For the Liberals to win, it will take a turnaround of historic proportions. The party is anywhere from 14 to 29 points behind the opposition New Democrats depending on the poll to which you subscribe. Ms. Clark's primary mission at this convention was to convince delegates that gaps between political parties, even ones as large as the fissure that has opened up between the Liberals and NDP, can be overcome.
And as I say, I think her keynote address and her cameo appearances throughout the convention likely went a long way towards accomplishing that goal.
Ms. Clark's speech, while certainly devoid of any news, was optimistic and upbeat. Her strongest moments, however, came when she talked about issues closest to her heart; bullying and the death of Amanda Todd, how she coped with the slow death of her mother from a brain tumour.
That is when Ms. Clark summoned all of the consummate communication skills honed as a radio talk-show host. There were times during the speech when it was so quiet you could hear ants chattering. And when the Premier abandoned her sensitive side to launch into a fiery attack on the New Democrats you could barely hear anything above the piercing yowls of approval from the crowd.
Of course, there are always lines in political speeches that produce some eye-rolling. When Ms. Clark attacked the NDP for its ever-evolving stand on the Northern Gateway pipeline, one couldn't help but recall that the Premier's own position has gone through a few iterations itself.
If you listened closely, however, you could hear the general outline of a campaign stump speech, one that chastises the NDP for its modest vision for the future compared to the bolder dream for the province that she is mapping out. One that holds that her party believes in creating jobs, while the NDP believes in destroying them.

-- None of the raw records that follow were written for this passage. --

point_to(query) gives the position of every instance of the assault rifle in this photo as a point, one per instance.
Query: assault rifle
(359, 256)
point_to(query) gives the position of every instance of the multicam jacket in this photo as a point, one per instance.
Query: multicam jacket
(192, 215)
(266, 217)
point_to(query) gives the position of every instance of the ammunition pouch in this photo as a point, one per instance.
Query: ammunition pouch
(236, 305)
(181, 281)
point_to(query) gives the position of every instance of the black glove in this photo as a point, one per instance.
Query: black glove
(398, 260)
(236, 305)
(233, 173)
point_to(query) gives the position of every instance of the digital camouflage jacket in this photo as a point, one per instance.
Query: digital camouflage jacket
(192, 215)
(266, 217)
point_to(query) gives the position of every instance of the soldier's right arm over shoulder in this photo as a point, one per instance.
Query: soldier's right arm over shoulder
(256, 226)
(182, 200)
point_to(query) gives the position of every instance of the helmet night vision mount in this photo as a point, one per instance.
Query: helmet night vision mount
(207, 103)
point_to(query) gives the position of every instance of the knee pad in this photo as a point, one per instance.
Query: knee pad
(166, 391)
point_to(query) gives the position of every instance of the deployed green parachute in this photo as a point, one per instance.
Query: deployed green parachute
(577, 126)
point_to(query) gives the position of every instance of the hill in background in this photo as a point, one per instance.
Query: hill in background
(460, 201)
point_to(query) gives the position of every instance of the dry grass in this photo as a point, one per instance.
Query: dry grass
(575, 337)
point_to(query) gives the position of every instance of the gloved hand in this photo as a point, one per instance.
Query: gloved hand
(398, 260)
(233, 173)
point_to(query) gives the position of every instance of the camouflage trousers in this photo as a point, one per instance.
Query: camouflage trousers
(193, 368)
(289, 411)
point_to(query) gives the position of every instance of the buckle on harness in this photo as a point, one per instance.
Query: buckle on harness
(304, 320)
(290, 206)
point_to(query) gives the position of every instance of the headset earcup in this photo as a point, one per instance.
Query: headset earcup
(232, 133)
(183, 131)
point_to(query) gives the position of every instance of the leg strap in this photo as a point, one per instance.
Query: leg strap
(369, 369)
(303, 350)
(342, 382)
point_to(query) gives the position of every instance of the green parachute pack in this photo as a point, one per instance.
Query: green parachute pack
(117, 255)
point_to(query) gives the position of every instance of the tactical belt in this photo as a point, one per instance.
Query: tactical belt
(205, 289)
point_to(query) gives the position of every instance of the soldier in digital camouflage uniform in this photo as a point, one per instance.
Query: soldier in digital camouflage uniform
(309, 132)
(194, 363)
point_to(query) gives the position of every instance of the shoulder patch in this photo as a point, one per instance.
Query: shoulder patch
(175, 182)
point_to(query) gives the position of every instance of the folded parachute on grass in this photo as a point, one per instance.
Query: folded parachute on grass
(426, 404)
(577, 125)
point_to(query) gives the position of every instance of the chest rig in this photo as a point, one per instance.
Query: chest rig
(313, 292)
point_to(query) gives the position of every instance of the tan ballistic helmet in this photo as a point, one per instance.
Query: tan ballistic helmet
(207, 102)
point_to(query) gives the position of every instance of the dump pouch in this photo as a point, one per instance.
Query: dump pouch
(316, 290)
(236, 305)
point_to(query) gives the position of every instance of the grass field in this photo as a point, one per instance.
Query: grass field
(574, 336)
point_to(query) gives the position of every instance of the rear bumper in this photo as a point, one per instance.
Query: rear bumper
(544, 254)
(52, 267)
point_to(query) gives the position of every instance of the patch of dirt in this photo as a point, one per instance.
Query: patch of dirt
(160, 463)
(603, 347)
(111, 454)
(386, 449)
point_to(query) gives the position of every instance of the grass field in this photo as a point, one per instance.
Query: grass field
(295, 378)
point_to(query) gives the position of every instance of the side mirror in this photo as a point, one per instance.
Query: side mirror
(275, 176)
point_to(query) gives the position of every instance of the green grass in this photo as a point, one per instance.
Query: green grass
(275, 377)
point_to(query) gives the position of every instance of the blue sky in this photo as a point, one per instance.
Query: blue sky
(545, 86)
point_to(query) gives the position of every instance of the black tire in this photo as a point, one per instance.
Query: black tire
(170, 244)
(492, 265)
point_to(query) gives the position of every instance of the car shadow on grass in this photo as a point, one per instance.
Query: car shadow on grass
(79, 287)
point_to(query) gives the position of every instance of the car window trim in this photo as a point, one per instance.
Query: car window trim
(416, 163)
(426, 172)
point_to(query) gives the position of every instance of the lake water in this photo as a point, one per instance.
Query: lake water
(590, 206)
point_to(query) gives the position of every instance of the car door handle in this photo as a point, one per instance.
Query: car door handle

Ms. Clark's speech was interrupted on more than a few occasions by standing ovations. She left her prepared text several times to ad-lib her way her way through the nearly 40-minute address. The Premier needed one of her strongest podium appearances ever and she delivered.
Delegates seemed happy with the message. And most left the hall holding on to something they couldn't have imagined possessing even a month ago – hope.